Department of Clinical Laboratory Medicine, Shanghai Tenth People's Hospital of Tongji University, 200072 Shanghai, China.
Department of Clinical Laboratory Medicine, Tong Ren Hospital Affiliated to Shanghai Jiaotong University School of Medicine, 200336 Shanghai, China.
FEBS Lett. 2014 Nov 28;588(23):4334-41. doi: 10.1016/j.febslet.2014.09.042. Epub 2014 Oct 13.
Tribbles homolog 2 (TRIB2) is specifically regulated by Wnt signaling in liver cancer cells but not in colon cancer cells. However, whether and how TRIB2 regulates Wnt signaling in liver cancer cells remains unclear. Here, we report that TRIB2 negatively regulates Wnt activity through a reduction in protein stability of TCF4 and β-Catenin. Mechanistically, TRIB2 associated-ubiquitin E3 ligases beta-transducin repeat-containing E3 ubiquitin protein ligase (β-TrCP), COP1 and Smad ubiquitination regulatory factor 1 (Smurf1) reduced TCF4/β-Catenin expression, and these effects could be enhanced by TRIB2. Moreover, deletion of the binding regions of these E3-ligases within the TRIB2 protein decreased ubiquitination of TCF4/β-Catenin and reduced nuclear accumulation of β-TrCP, COP1 and Smurf1, which suggested that TRIB2 regulated-Wnt activity is closely correlated with its associated E3 ligases.

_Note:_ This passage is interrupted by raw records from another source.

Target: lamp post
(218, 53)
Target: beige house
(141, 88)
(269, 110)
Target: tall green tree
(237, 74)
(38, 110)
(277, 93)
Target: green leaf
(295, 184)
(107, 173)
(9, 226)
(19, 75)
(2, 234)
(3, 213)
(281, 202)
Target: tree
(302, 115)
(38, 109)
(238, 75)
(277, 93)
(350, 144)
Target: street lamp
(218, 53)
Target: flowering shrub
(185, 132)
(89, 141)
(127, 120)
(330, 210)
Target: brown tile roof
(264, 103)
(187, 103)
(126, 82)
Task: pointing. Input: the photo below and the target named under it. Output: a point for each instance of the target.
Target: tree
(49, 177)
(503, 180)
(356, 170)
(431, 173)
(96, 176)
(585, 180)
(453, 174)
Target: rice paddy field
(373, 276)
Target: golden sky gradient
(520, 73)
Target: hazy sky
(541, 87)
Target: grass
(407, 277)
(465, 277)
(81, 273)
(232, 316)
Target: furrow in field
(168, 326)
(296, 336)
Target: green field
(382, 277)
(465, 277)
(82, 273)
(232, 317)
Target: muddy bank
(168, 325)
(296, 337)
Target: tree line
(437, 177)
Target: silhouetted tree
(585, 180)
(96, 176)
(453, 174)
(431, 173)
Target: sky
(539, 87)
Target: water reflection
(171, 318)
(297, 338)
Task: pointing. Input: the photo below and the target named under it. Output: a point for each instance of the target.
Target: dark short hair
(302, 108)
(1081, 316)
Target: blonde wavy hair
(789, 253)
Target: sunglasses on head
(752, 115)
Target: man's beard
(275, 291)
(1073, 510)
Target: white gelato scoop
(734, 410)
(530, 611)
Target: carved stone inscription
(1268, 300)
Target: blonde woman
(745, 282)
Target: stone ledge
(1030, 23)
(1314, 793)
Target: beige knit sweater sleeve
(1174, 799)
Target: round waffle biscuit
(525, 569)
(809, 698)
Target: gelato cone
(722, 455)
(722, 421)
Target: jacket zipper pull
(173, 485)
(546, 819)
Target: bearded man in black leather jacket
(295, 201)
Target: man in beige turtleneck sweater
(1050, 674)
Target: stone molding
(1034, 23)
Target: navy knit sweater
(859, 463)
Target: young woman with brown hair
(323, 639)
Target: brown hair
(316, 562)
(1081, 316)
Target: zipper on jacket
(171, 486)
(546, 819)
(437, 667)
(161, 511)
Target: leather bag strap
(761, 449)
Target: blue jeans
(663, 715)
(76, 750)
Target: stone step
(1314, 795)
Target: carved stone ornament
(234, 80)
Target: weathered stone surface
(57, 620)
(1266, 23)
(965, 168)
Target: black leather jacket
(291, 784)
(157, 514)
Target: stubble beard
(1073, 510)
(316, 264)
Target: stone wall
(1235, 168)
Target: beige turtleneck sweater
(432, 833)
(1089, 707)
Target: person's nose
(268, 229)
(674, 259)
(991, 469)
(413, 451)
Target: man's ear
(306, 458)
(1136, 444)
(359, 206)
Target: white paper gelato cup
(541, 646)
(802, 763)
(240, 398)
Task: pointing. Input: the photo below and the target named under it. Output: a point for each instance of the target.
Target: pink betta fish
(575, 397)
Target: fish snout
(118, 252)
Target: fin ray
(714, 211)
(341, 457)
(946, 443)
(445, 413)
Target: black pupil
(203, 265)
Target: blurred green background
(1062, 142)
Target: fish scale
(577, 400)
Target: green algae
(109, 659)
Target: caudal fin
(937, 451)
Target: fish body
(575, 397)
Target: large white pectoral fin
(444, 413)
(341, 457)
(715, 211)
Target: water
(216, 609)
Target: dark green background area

原癌基因 Tribbles 同源物 2(TRIB2)在肝癌细胞中受 Wnt 信号通路的特异性调控,但在结肠癌细胞中不受调控。然而,TRIB2 是否以及如何在肝癌细胞中调节 Wnt 信号通路尚不清楚。在这里,我们报告称,TRIB2 通过降低 TCF4 和 β-Catenin 的蛋白稳定性来负调控 Wnt 活性。在机制上,TRIB2 相关的泛素 E3 连接酶 β-转导重复蛋白 E3 泛素蛋白连接酶(β-TrCP)、COP1 和 Smad 泛素化调节因子 1(Smurf1)降低了 TCF4/β-Catenin 的表达,并且这些作用可以被 TRIB2 增强。此外,TRIB2 蛋白内这些 E3 连接酶的结合区域缺失可减少 TCF4/β-Catenin 的泛素化,并减少 β-TrCP、COP1 和 Smurf1 的核内积累,这表明 TRIB2 调节的 Wnt 活性与其相关的 E3 连接酶密切相关。